Programme for Government - not good enough says INOU

5 Jun 2002

While there is much to be welcomed in the Programme for Government agreed by Fianna Fáil and the Progressive Democrats, the Irish National Organisation for the Unemployed is continuing with its campaign to have swingeing cuts to Community Employment projects (CE) halted and reversed.

Tomorrow, Thursday June 6 at 11am, the INOU will take part in a protest rally outside Dáil Éireann calling for 'Consultation not cuts', because the government's reduction in CE places is a breach of the Programme for Prosperity and Fairness (PPF) that has not been agreed with the Social Partners.

'There are many new measures to combat unemployment in the Programme for Government,' says INOU general secretary Eric Conroy. 'We particularly welcome the two parties' commitment that they "support the positive role of the Community Employment Scheme to meet the needs of both the long-term unemployed and communities". But if this support is genuine, why are the government already cutting CE participation to 25,000 places, well below the 28,000 minimum agreed in the PPF, without having any new alternative to CE in place for those making the move from welfare to work?'

Mr Conroy continued: 'It is welcome that the two parties say "We will seek to ensure that new social economy projects are effectively targeted at areas which have traditionally had a high dependence on Community Employment Scheme"; but it is most unwelcome that vital social and community services are already suffering because CE projects are being cut, postponed or axed completely.

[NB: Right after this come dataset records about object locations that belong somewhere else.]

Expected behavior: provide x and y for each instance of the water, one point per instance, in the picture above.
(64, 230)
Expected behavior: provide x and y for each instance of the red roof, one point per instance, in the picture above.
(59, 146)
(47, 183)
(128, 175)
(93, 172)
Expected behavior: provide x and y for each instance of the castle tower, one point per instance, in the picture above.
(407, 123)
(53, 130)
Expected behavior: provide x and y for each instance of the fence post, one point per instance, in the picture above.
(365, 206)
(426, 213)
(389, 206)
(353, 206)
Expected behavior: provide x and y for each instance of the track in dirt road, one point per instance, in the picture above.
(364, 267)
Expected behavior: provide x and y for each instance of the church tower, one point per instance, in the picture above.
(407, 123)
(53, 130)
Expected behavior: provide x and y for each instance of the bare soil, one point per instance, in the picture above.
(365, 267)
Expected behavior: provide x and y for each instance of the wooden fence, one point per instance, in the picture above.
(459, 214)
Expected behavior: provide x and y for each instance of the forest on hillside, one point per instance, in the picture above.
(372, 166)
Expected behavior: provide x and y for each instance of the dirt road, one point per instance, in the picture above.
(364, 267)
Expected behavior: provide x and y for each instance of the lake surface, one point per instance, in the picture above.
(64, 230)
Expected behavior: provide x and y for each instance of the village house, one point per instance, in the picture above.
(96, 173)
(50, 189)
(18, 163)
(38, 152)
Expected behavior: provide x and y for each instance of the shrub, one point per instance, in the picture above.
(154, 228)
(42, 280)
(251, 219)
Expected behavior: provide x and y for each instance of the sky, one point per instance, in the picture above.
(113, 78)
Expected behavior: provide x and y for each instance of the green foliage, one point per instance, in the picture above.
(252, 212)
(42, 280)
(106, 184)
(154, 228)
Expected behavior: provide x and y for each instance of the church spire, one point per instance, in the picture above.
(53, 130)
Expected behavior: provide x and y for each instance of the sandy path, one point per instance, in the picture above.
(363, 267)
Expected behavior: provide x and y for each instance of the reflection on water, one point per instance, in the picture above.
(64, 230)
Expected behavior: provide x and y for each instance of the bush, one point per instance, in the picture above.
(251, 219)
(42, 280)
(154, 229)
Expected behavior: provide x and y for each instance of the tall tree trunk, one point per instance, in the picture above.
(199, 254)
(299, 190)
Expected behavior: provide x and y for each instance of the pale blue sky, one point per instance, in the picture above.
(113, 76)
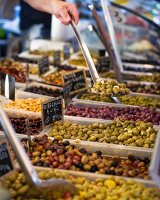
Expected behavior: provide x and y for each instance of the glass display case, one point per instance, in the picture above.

'While the government is committed to "a fundamental review of training and employment supports to ensure they focus on the needs of the most marginalised and disadvantaged", this commitment means nothing when cuts are implemented before the review takes place.'

Mr Conroy said that the INOU will maintain its campaign until the new government agrees to its three demands:

· A government guarantee that funding for the current minimum of 28,000 CE places be maintained until 2003, as agreed in the PPF.

· An immediate halt to the cuts, recruitment freezes and postponements being imposed on CE projects, except those directly linked to mainstreaming in education, and revocation of all CE project cuts, recruitment freezes and postponements that go beyond the national agreement.

· A government commitment that no action will be taken to reduce CE funding below the 28,000 level without agreement with the Social Partners on the reallocation of the resources to programmes that give greater benefit to the unemployed.

Separately, other measures in the Programme for Government welcomed by the INOU include: the introduction of new supports for those experiencing, or likely to experience, severe employability barriers, with a training fund of EUR2,500 per person on the High Support Programme; the extension of the Employment Action Plan to all persons on the live register longer than six months and the commitment to have FÁS engage with newly redundant workers to prevent people from drifting into long-term unemployment.

However, Mr Conroy added: 'We are concerned that the government appears to be watering down its commitment to a benchmark level of EUR150 for minimum weekly social welfare payments, by making it dependent on a future allocation of resources. We are also disappointed that, according to the new Programme for Government, workers on the national minimum wage will have to wait for up to five years before they are removed from the tax net.’